I think it is now generally recognised that if a child is born with ambiguous genitalia, the best thing to do is to preserve sexual/reproductive function and explain to the child that they just look a bit different down there, and let them have surgery later if need be.

But it's not really comparable to trans surgeries, where the issue isn't that someone's genitalia are in any way medically unusual, but the person feels they are wrong.

EachandEveryone · 06/04/2015 18:26

I want to know if the insurance was footing the bill. Can't believe how quick the medics were to start hacking away.
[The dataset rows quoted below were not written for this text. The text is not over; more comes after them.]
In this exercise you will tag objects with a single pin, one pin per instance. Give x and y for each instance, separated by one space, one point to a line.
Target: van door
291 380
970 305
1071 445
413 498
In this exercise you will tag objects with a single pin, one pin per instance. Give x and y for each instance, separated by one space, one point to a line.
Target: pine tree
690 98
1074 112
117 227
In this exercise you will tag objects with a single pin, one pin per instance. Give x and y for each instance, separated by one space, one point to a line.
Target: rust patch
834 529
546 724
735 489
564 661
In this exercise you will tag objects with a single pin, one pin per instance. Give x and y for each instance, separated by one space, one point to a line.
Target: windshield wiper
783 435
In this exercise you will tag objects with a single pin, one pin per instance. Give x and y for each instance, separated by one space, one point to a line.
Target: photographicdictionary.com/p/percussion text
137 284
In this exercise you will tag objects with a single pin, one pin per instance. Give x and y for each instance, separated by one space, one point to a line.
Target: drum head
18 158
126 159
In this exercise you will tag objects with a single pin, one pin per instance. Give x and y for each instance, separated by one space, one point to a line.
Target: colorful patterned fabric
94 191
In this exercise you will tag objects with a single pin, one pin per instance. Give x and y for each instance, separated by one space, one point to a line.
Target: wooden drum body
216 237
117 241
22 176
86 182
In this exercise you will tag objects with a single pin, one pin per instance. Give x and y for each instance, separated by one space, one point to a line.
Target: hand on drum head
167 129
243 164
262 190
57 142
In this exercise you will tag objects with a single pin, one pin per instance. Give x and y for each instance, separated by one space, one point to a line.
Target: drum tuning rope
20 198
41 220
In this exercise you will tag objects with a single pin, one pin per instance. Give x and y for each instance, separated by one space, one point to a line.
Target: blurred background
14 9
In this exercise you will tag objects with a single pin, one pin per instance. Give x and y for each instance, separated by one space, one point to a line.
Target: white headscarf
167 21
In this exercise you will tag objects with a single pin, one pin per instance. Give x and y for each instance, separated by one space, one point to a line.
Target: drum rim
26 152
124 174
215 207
2rebecca · 14/04/2015 20:40

I agree. I felt Cole was being forced into the transgender thing my his mum who refused to refer to him as he not seeing she was being as polarising as his dad. Preschool and primary school aged kids "choosing" a gender is silly as they don't really have any concept of gender as an adult at that age and there is far more stereotyping of boy v girl clothes and toys as a child than there is as an adult where you can be a girl but wear trousers and be a mechanic or engineer. There is less flexibility for men and I think that is why there are far more m to f transgender folk although as a feminist I dislike the stereotypes involved and don't think there is such a thing as being "really a girl" but with xy chromosome and male genitalia. What does "really a girl" mean to these men? Wanting long hair and to wear girly clothes? I don't see this huge difference between being male or female that means you have to change your body to express who you want to be.
I think it's sad people can't just feel comfortable in their own body but wear whatever clothes they want and play with what they want without feeling the need to change their pronoun to justify their actions.
My son dressed up in girlie clothes and played with barbies when young, my brother used to enjoy playing Rapunzel when my sibs and I acted as kids.
Men can't "become" women and vv. You just end up as a sort of intersex. Far better to accept we all have some male and female characteristics and see gender as a continuum, much of which is socially constructed.